Depending on weather conditions, the yachts will race various routes across Cannes Bay for around five hours.
But for the 3,000 sailors taking part, maneuvering the old-fashioned vessels takes not just specialized knowledge -- but brute strength.
"These boats are really heavy," said Castellanet. "When they're launched they take a long time to stop and turn around."
"Unlike modern yachts, they don't have hydraulics, so sometimes it takes 10 guys pulling on the same rope."
The roaring twenties were a golden era for the French Riviera, with the crème de la crème of European society holidaying -- and sailing -- at the pretty seaside town of Cannes.
In 1929 the first Régates Royales was born, in honor of Christian X, King of Denmark. World War Two put a temporary halt to the event, until it was re-launched in 1978.
Fast forward 35 years and the prestigious regatta now attracts 40,000 visitors each year.
However, this year will also be an emotional event, with the death of Cannes Yacht Club president Jean-Claude Montesinos earlier this month. Castellanet paid tribute to Montesinos' sense of humor and huge enthusiasm for the race.
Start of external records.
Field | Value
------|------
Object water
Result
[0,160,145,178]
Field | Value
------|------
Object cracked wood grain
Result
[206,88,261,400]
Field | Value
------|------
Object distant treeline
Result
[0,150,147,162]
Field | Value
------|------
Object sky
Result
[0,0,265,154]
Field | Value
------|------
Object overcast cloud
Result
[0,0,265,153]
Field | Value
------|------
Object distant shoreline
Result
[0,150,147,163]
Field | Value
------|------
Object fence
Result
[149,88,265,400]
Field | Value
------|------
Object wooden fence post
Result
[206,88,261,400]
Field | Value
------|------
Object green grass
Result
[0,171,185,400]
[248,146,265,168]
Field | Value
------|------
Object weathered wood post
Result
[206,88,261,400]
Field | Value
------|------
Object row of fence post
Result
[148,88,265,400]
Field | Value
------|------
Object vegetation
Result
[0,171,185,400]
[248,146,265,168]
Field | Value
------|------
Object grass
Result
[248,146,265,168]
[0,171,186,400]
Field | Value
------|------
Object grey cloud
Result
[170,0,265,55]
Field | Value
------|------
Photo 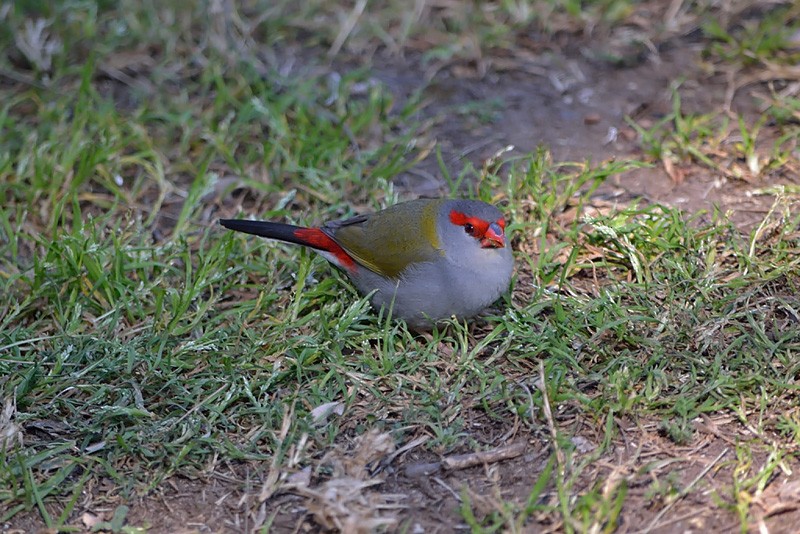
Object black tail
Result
[219,219,309,246]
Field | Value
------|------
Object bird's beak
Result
[481,223,506,248]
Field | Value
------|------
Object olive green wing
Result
[322,200,442,278]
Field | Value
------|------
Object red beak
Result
[481,223,506,248]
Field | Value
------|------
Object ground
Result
[0,2,800,533]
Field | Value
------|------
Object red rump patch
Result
[294,228,356,271]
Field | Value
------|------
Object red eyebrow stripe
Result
[450,210,489,238]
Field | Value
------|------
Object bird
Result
[219,198,514,331]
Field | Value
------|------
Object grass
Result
[0,2,800,532]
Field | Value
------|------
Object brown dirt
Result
[7,7,800,533]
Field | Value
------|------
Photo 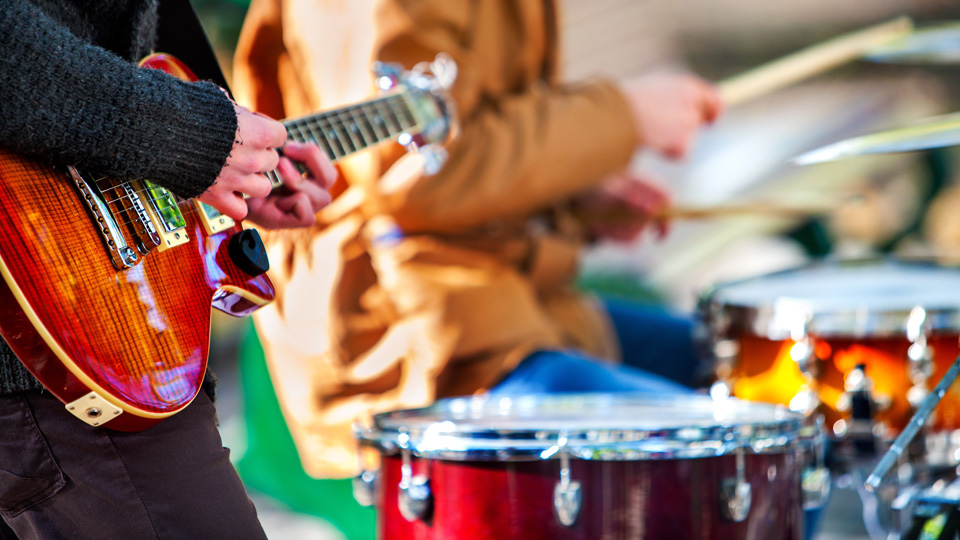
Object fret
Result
[318,120,350,159]
[266,173,283,192]
[397,95,417,129]
[336,109,367,154]
[347,105,380,146]
[375,99,403,134]
[267,89,434,193]
[330,115,357,156]
[307,122,339,161]
[360,103,390,142]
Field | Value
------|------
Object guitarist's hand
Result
[247,142,337,229]
[574,172,670,242]
[199,103,287,221]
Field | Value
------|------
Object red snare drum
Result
[360,394,810,540]
[702,261,960,437]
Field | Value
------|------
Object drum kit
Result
[354,16,960,540]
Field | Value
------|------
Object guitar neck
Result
[267,91,421,187]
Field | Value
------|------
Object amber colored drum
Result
[702,261,960,437]
[361,395,810,540]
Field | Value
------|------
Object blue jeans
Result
[491,301,700,394]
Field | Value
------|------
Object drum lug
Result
[353,471,380,507]
[397,449,433,521]
[720,448,753,523]
[907,306,935,409]
[799,416,831,510]
[720,478,753,523]
[790,332,820,415]
[553,454,583,527]
[800,467,830,510]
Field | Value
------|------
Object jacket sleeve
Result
[0,0,237,197]
[377,0,637,232]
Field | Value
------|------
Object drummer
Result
[234,0,722,532]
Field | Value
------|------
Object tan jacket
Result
[234,0,637,477]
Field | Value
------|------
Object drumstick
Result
[319,17,913,223]
[718,17,913,106]
[864,356,960,491]
[574,202,838,223]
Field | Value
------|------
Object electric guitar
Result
[0,54,455,431]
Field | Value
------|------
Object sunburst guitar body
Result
[0,54,456,431]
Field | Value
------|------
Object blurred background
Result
[192,0,960,539]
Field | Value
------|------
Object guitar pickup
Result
[139,180,190,251]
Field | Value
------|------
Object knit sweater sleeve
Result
[0,0,237,197]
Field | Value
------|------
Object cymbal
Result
[863,22,960,64]
[793,113,960,165]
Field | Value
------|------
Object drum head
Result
[704,261,960,339]
[358,394,807,461]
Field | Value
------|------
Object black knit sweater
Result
[0,0,237,393]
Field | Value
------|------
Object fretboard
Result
[267,92,419,187]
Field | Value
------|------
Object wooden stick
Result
[718,17,913,106]
[574,201,839,223]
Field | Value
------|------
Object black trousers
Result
[0,392,266,540]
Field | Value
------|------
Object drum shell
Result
[731,333,960,436]
[376,451,803,540]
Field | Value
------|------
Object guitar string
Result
[95,95,418,210]
[94,100,420,232]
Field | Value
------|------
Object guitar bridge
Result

It is that same enthusiasm which sees thousands of crew members taking part, despite there being no prize money. Rather than staying in ritzy hotels, many sleep on board the yachts.
"A lot of different people are involved. The boat owners obviously have a high level of income. But the crews are often younger people with the strength to pull the ropes," said Castellanet.
"It's not about prize money. People do it for the spirit of the race."